I wonder whether there is a self-selection in survey response, such that people with extreme views (from each party) will be under-represented. Further, do we believe that all survey respondents will provide truthful answers to sensitive questions that deal with racism, sexism, etc.? For example, if I am a moderate holding racist views, would I really admit to racism in a survey?



Putting the house in order, two Brexit polls

Reader Steve M. noticed an oversight in the Guardian in the following bar chart (link):


The reporter was discussing an important story that speaks to the need for careful polling design. He was comparing two polls, one by Ipsos Mori, and one by YouGov, that estimates the vote support for each party in the future U.K. general election. The bottom line is that the YouGov poll predicts about double the support for the Brexit Party than the Ipsos-Mori poll.
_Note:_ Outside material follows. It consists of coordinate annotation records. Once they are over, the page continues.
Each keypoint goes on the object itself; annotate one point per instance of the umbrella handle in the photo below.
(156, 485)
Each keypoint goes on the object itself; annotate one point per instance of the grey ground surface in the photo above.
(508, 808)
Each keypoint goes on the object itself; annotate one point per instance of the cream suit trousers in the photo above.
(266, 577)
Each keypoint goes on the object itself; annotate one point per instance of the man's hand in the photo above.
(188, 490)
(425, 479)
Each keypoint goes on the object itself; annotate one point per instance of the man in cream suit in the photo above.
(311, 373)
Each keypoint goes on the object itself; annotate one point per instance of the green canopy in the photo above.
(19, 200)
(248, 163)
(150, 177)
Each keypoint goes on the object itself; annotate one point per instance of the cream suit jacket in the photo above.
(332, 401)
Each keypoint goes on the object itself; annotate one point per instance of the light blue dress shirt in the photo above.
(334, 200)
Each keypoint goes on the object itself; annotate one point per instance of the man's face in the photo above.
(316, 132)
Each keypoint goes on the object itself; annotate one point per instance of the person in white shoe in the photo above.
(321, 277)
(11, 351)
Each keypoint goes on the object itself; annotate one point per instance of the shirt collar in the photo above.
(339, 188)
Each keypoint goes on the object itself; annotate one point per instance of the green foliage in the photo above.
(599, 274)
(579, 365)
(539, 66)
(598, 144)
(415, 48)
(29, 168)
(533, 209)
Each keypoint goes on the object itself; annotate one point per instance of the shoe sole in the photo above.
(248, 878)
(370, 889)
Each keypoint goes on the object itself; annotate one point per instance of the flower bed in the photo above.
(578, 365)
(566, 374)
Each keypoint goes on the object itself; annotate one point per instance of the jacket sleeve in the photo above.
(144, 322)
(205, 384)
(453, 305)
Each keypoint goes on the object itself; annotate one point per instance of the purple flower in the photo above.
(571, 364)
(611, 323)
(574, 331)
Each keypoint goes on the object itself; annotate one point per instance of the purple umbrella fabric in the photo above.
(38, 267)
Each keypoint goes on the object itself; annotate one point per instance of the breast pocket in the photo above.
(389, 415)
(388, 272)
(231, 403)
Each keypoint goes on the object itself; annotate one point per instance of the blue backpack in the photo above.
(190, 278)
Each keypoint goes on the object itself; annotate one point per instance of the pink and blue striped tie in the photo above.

The stacked bar chart should only be used for data that can be added up. Here, we should be comparing the numbers side by side:


I've always found this standard display inadequate. The story here is the gap in the two bar lengths for the Brexit Party. A secondary story is that the support for the Brexit Party might come from voters breaking from Labour. In other words, we really want the reader to see:


Switching to a dot plot helps bring attention to the gaps:


Now, putting the house in order:


Why do these two polls show such different results? As the reporter explained, the answer is in how the question was asked. The Ipsos-Mori is unprompted, meaning the Brexit Party was not announced to the respondent as one of the choices while the YouGov is prompted.

This last version imposes a direction on the gaps to bring out the secondary message - that the support for Brexit might be coming from voters breaking from Labour.